Developing an advanced distribution network model. A multi-echelon model (such as having centralized warehouses as a fallback to support spoke warehouses closer to the end customer) helps CPGs get the most out of their end-to-end spending. It also allows them to regularly evaluate and fine-tune network performance based on different demand and lead time scenarios.

No company can go wrong building critical capabilities and enablers—in particular, digital and automation capabilities. The smartest approach is to first pilot such efforts, so you can learn before scaling them.

The COVID-19 pandemic sparked a meteoric shift to online shopping, which is creating unprecedented opportunities for CPGs to build market share and grow. To seize these opportunities, they need to remove the bottlenecks created by their legacy supply chain systems and processes.
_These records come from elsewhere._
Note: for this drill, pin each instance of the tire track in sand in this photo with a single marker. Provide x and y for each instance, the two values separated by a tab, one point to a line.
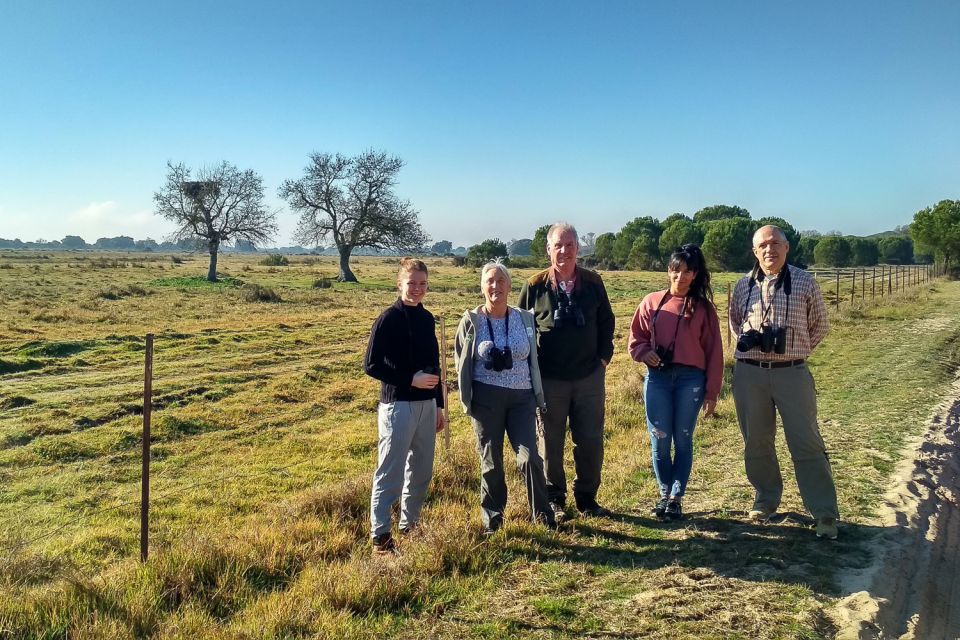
912	589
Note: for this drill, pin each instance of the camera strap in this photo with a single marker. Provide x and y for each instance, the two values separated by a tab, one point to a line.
506	329
783	282
653	321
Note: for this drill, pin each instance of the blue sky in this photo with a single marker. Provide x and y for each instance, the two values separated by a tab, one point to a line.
509	115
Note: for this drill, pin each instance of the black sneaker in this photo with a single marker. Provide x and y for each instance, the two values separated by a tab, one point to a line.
384	545
674	511
559	511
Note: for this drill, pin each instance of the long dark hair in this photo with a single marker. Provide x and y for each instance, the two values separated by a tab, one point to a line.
691	255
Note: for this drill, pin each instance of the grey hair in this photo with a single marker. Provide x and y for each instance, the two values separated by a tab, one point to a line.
562	227
499	266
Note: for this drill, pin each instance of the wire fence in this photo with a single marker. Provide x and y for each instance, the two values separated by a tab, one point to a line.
839	286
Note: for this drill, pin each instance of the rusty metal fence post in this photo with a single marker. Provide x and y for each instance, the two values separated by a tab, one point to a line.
145	472
729	336
837	297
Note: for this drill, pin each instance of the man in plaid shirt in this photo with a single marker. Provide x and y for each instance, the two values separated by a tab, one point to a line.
771	375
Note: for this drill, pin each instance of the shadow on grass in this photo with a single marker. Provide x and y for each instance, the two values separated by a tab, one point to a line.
784	549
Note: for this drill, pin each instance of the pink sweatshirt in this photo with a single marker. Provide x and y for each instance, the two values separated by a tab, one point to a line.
698	339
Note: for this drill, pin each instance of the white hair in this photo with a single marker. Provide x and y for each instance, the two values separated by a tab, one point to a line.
499	266
559	228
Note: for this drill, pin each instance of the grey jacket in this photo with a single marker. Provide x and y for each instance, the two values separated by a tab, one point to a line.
463	355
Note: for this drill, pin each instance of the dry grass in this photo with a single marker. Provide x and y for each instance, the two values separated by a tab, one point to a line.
264	443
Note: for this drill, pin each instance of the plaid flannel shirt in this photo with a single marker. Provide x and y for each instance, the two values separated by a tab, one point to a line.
807	320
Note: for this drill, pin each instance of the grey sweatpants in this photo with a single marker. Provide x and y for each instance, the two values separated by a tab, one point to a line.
582	401
498	411
408	435
759	394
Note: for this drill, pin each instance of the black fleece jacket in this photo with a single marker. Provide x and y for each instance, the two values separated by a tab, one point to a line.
570	352
403	341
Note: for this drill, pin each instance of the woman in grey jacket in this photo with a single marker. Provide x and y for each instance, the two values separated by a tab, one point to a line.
500	389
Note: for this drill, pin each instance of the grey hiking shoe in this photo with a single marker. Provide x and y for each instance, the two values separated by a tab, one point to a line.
827	528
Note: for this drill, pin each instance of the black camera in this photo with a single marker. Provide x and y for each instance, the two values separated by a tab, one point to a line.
499	359
567	311
769	338
666	356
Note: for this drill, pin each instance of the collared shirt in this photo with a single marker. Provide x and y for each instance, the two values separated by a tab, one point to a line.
767	302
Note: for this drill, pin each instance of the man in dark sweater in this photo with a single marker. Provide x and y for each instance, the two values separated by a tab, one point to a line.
403	355
574	345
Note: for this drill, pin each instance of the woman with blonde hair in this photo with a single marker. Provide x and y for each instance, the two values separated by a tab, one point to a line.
500	389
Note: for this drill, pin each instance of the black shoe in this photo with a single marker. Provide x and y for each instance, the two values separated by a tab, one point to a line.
559	511
593	510
674	511
492	528
384	545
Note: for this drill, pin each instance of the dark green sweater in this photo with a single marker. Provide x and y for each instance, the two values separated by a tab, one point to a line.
570	352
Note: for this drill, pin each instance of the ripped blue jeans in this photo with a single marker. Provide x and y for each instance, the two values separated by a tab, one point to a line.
673	398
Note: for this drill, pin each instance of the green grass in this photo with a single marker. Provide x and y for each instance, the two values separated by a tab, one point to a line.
264	440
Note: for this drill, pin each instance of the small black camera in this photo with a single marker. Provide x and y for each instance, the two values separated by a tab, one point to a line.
665	355
567	311
499	359
769	338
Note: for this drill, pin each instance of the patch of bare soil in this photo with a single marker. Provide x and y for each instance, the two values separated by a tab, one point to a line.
912	589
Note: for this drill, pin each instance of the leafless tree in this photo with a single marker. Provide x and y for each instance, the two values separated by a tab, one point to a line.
350	203
222	203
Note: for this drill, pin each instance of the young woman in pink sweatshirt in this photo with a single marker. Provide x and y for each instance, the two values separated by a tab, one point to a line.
676	333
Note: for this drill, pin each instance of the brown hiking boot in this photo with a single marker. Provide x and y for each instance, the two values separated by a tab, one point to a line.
384	545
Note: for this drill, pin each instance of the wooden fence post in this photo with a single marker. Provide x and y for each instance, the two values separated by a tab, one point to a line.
145	454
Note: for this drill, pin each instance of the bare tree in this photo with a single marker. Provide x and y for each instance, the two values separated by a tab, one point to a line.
221	204
349	203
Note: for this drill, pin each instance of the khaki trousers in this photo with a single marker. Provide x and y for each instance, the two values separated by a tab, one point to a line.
759	394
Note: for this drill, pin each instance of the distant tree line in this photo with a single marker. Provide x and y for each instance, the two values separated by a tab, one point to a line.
725	233
117	243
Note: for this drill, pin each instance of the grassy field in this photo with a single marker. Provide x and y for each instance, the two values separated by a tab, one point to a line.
264	441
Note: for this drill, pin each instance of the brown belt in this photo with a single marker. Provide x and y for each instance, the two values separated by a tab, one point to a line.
771	364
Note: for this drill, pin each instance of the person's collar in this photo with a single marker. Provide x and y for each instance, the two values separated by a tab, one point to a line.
555	275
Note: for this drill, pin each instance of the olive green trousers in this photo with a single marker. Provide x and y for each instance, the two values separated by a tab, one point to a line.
759	394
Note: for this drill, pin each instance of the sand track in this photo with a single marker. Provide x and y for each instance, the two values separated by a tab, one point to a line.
912	589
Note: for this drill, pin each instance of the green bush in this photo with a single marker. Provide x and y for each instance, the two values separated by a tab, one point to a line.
275	260
256	293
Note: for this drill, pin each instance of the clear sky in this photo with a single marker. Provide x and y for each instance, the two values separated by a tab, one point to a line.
834	115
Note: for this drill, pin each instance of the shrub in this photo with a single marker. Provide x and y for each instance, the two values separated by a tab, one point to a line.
275	260
256	293
118	293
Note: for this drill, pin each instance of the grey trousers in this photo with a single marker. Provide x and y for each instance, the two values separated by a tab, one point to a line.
582	401
495	412
759	394
408	435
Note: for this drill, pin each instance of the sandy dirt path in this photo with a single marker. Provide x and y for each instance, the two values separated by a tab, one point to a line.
912	588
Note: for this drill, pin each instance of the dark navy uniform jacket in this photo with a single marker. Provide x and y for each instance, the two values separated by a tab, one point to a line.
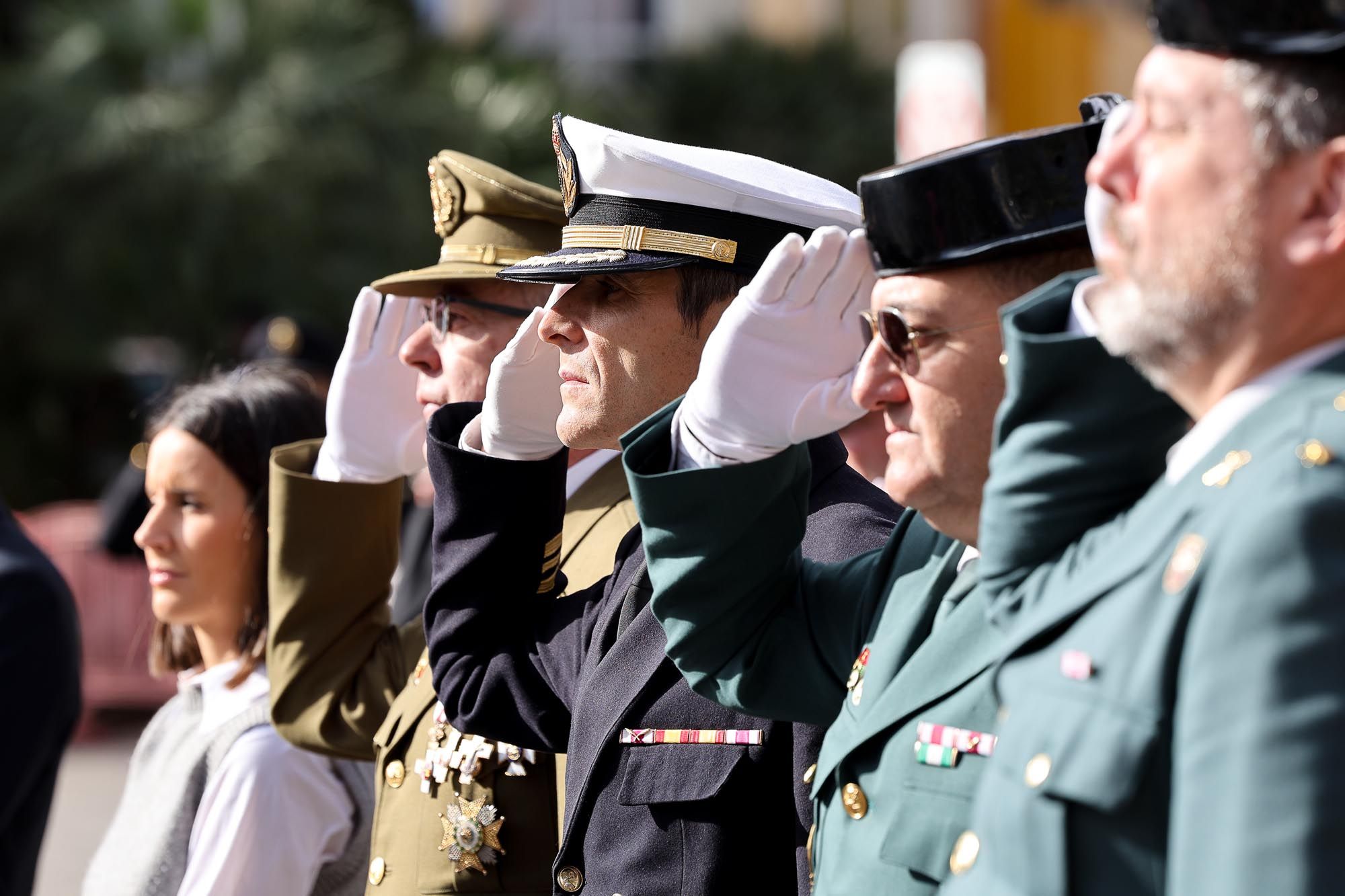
40	642
517	661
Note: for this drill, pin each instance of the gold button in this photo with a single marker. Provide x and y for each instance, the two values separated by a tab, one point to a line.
856	803
1038	771
571	879
965	853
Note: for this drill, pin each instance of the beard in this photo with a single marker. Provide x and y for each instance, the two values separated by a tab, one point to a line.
1182	307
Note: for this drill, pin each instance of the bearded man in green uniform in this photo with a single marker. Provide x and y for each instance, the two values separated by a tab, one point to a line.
1174	684
455	813
892	649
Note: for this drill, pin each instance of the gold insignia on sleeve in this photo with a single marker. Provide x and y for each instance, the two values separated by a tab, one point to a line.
1225	470
1186	560
446	194
551	564
471	834
1313	454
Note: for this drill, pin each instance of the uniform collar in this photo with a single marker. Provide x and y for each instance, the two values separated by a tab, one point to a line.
1234	408
583	470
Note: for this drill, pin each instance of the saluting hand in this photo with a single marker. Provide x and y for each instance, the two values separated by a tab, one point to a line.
375	427
779	365
523	397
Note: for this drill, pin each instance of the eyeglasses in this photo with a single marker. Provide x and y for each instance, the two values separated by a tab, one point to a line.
439	311
902	342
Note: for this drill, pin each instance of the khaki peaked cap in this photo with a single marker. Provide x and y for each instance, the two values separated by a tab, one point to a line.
489	218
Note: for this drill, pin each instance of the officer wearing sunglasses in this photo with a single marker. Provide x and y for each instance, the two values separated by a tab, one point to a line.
892	649
344	680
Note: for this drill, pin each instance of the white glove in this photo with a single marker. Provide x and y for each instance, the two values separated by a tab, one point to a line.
778	368
375	427
523	399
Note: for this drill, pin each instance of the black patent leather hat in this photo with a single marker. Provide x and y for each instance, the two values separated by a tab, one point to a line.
991	200
1252	28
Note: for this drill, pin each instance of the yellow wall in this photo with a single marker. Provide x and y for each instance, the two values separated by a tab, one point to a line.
1044	56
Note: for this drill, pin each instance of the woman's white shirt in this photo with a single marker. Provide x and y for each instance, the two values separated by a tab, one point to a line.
272	814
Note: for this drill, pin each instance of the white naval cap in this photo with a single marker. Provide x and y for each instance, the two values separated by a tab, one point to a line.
637	204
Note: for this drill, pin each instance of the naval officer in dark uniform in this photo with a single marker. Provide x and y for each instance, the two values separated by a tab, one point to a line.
1172	690
892	650
666	791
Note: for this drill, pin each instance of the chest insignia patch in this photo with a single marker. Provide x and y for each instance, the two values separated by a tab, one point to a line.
450	749
855	684
960	740
1313	454
471	834
638	736
1186	561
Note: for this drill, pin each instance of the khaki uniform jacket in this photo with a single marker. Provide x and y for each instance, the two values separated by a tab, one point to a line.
345	682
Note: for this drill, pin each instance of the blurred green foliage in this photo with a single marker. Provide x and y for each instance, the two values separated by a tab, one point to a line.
185	167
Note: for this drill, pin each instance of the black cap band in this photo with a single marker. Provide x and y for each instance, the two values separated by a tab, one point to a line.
755	237
989	200
1252	28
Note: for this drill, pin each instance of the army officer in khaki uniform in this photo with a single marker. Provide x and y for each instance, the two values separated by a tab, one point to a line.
457	813
1174	682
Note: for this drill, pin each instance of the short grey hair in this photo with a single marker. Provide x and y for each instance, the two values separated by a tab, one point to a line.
1296	106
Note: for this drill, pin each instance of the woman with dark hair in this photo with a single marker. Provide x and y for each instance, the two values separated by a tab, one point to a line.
216	802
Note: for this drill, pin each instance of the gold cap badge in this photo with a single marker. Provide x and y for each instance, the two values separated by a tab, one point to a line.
564	167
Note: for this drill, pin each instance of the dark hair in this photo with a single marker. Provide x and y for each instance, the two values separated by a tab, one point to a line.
240	415
1020	275
700	288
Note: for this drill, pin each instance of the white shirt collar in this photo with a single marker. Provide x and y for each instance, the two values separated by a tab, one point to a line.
219	701
1234	408
583	470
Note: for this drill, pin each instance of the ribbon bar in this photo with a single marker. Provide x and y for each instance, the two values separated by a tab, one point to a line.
751	737
960	739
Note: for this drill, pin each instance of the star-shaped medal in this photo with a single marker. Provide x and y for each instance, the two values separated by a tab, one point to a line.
471	834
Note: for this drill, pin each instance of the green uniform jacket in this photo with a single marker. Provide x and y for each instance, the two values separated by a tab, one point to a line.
1175	677
757	627
346	682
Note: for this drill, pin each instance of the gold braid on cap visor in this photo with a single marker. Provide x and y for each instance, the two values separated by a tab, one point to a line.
637	237
485	255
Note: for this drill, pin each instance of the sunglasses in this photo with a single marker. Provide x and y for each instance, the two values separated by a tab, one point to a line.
902	342
439	311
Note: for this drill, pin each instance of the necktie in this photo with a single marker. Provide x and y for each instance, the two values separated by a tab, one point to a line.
960	588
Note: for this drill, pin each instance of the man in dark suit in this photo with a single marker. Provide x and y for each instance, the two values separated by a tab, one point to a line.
666	791
40	661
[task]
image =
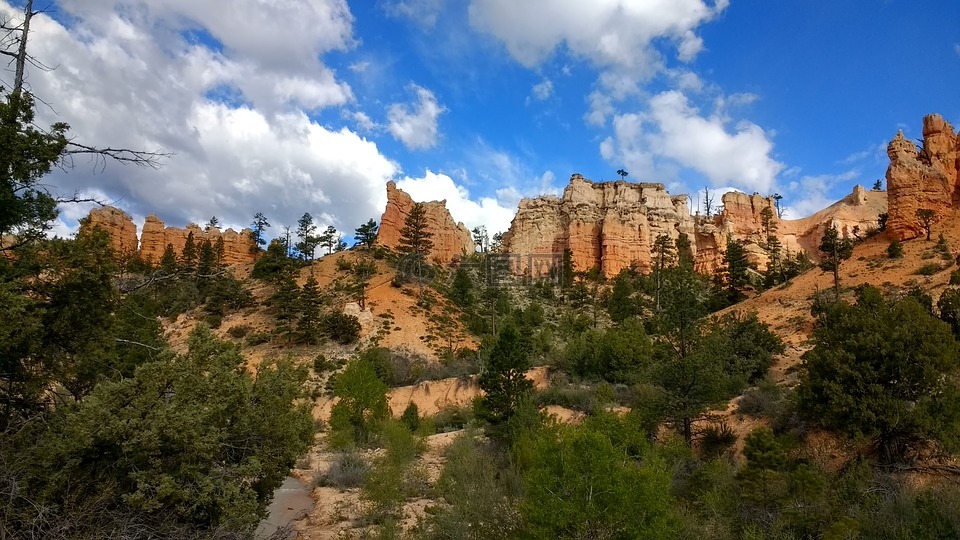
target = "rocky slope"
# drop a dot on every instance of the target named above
(450, 239)
(613, 225)
(924, 178)
(237, 246)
Their first order of business must be to better integrate the commercial and supply chain sides. Focusing on demand without factoring in the many variables and complex dynamics of multichannel retail is an invitation to performance woes that can ultimately put the brand at risk. The most ambitious marketing strategy will backfire if it is developed independently of supply chain capacity planning and distribution capabilities. Get supply chain right, and it will become a powerful revenue enabler.